Nick Stazer could have never allowed his quarterback to get touched, let alone sacked.

The Butler graduate and three-year Slippery Rock University starter could’ve also paved right over every defensive player in his way.

Even so, teams at the next level might still hesitate.

“No matter how good you play in Division II, you’re going to be doubted,” Stazer said. “It doesn’t matter if you were perfect.”

But now it does.

Any flaws, characterized in fractions of seconds or failed repetitions, will be magnified going forward. Stazer stares down a small series of speed, strength, and agility tests, the results of which will partially define him in the months to come.

“You’re doing all this preparation basically for a track meet,” he said. “You’re not really training to actually play football. That’s the tough part of this process.”

It was a process that Stazer hadn’t even decided whether he’d want to partake in a few months earlier. The NFL Draft being a near-exclusive crop of Division I prospects was a reason why.

Of the 259 players drafted last year, Wingate punter Ethan Evans and Northern Michigan offensive tackle Jake Witt were the only Division II players to hear their names called. Both were seventh-round selections.

“It’s D-I, D-I, D-I,” SRU offensive line coach Chris Conrad said. “The big-name schools, the SEC — your big-time draft picks are Division I. ... If you dominate the level of competition, they will find you. Is it tough to get drafted? Without a doubt.

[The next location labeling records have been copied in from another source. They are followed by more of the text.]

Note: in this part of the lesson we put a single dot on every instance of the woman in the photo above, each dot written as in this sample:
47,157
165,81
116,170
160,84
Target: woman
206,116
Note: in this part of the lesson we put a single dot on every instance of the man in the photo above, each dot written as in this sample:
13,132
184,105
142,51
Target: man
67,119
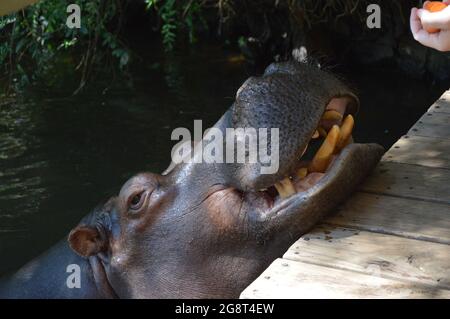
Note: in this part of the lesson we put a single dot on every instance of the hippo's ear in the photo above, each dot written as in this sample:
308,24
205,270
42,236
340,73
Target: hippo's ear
86,241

But, the biggest thing you’ve got to do is get into a camp and prove your worth.”

Stazer, whose fall-back plan is to teach, earned some merit and boosted his confidence at a post-season scouting event last month.

“When the season ended, I wasn’t really sure if I was going to try to keep playing or not,” he said. “Then, I got invited to a bowl game in Texas. ... I played well against a lot of Division I guys. There were some pretty high-level guys there. So, I decided I would give it a shot.”

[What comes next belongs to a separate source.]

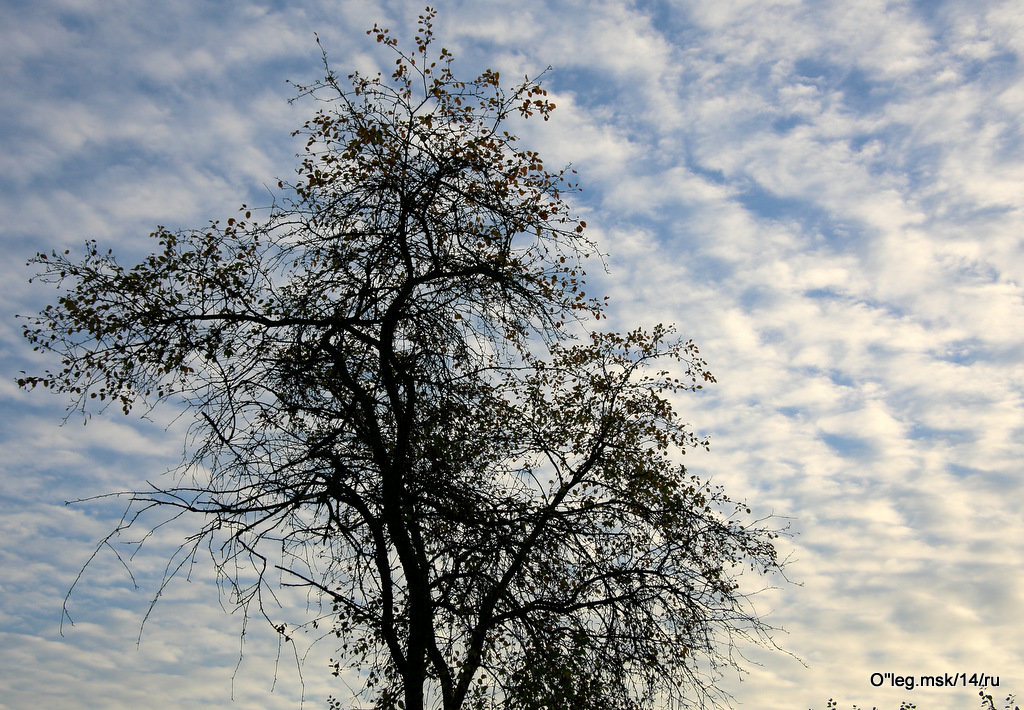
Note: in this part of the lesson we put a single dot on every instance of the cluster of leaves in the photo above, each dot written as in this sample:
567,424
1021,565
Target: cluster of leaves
392,407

The choice also came by way of some encouragement from Conrad.

“The conversation I had with him was, ‘Why not?’” the coach recalled. “If you have an opportunity to possibly make it, why not try? ... He realized he caught a few eyes with the scouts and talked to a bunch of people. The possibilities are there. If you’ve got a chance to do it, do it now instead of jumping into the (teaching) field.

“You’ve got plenty of time to work.”

The aforementioned practice and scrimmage, the College Gridiron Showcase, was held in early January in Fort Worth, Texas. Stazer described it as being the “third- or fourth-tier after the Senior Bowl and the Shrine Bowl.”

As a prospect from a lesser-known locale, Stazer was initially tense.

“The first day, the nerves were there,” Stazer said. “Being a D-2 guy, you see all these helmets that you see in bowl games, whether it’s TCU or Arkansas or Colorado — just big-name schools.”

Playing time was brief for Stazer and most others in the scrimmage the day after. Fortunately, the truncated sample size wasn’t his only chance to demonstrate his abilities.

“We only got two drives each,” Stazer said. “I think I had, like, 18 plays, so not a ton. But, that first day was just basically two straight hours of one-on-ones. You got to go against basically every other defensive lineman that was there.

“I got a ton of reps of one-on-ones, both pass and run.”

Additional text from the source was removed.